Closed agusmakmun closed 2 months ago
This is a postgresql configuration issue and not related to this project.
max_connections
But the problem is, this case is not happening in Django 3.2, and only appear after migrated to Django 4.
Any different between the versions? I check at the CONN_MAX_AGE
using the same 60s value.
If that is the problem, why don't you report it as such?
show max_connections ;
query to find out. I'm using the django channels for websocket connection, and upgrading to these pacakges.

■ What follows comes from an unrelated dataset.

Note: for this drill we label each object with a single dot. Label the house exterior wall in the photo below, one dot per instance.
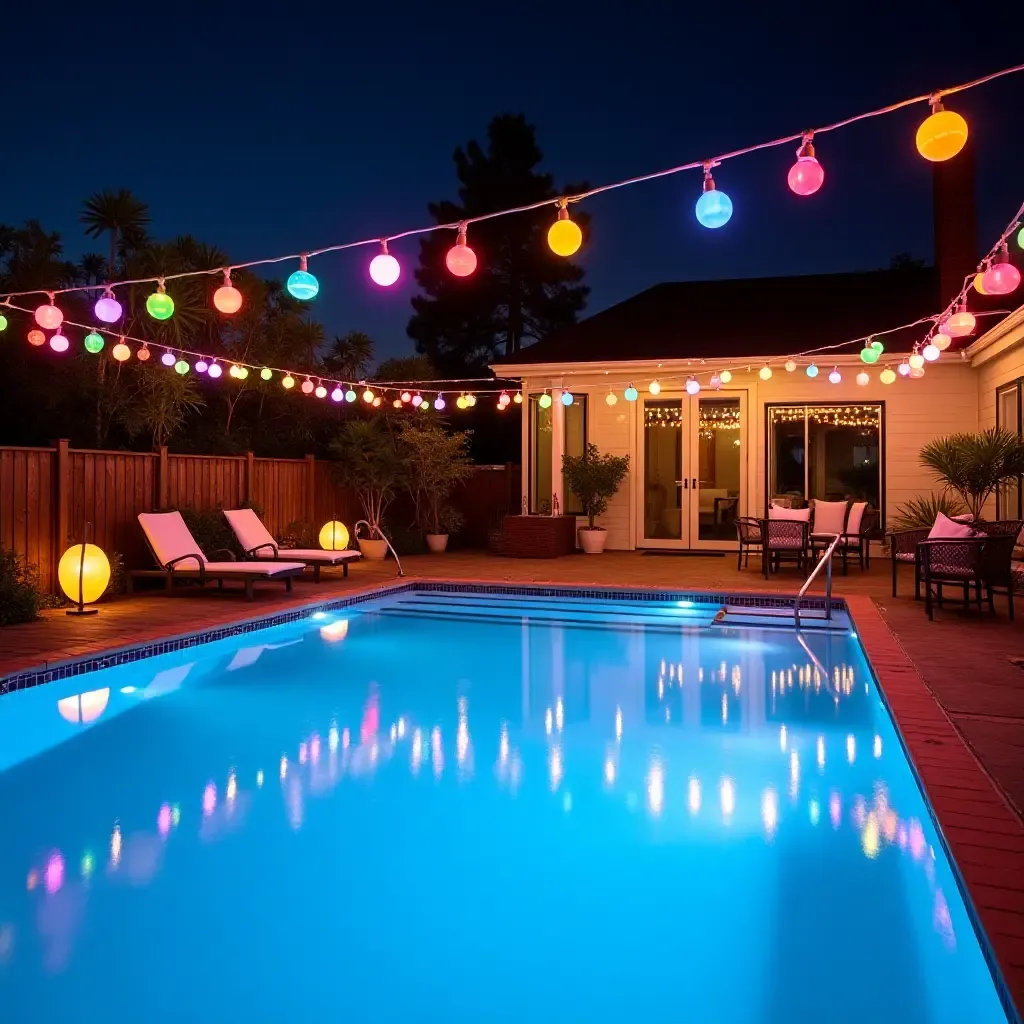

django==4.2.11 # pyup: < 5.0 # https://www.djangoproject.com/
# Django Async
channels==4.1.0 # https://github.com/django/channels/
channels-redis==4.2.0 # https://github.com/django/channels_redis/
# asgi_redis (async to sync)
asgiref==3.8.1 # https://github.com/django/asgiref/
For max_connections
is 100 as default from Postgres 12.
Did you use async before Django 4?
I'm only using async in the websocket things, and celery tasks to cleanup the sandbox machines.
max_connections
isn't related to your project, so do you use your database for more projects? Increasing max_connections to 400 would be a simple solution
nope, I'm using a single application but setup using k8s.

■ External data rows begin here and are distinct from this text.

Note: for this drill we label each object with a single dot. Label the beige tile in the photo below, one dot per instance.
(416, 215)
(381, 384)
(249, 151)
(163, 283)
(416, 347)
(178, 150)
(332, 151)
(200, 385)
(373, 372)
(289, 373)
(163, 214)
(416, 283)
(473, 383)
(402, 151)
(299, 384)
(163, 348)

12 workers as I manually config in compose/production/django/start
exec /usr/local/bin/gunicorn config.asgi --bind 0.0.0.0:5000 --chdir=/app -k uvicorn.workers.UvicornWorker --workers=${UVICORN_TOTAL_OF_WORKERS:=12}
I'm not sure of it, but we're using single pod of celeryworker.
kubectl --kubeconfig=.vscode/development/kubeconfig get pods
NAME READY STATUS RESTARTS AGE
celerybeat-7dccfd8965-mbjt9 2/2 Running 0 4h31m
celeryworker-fc7d59c8c-9bgcv 2/2 Running 0 4h31m
django-5d54d9ddbf-dmpk6 2/2 Running 0 4h31m
flower-78c4b8f74f-8h8hx 2/2 Running 0 4h31m
next-849ff6c88b-95tgn 1/1 Running 0 4h31m
websocket-768b6cd964-gj9j4 2/2 Running 0 4h31m
Yup, we're using uvicorn workers as in above.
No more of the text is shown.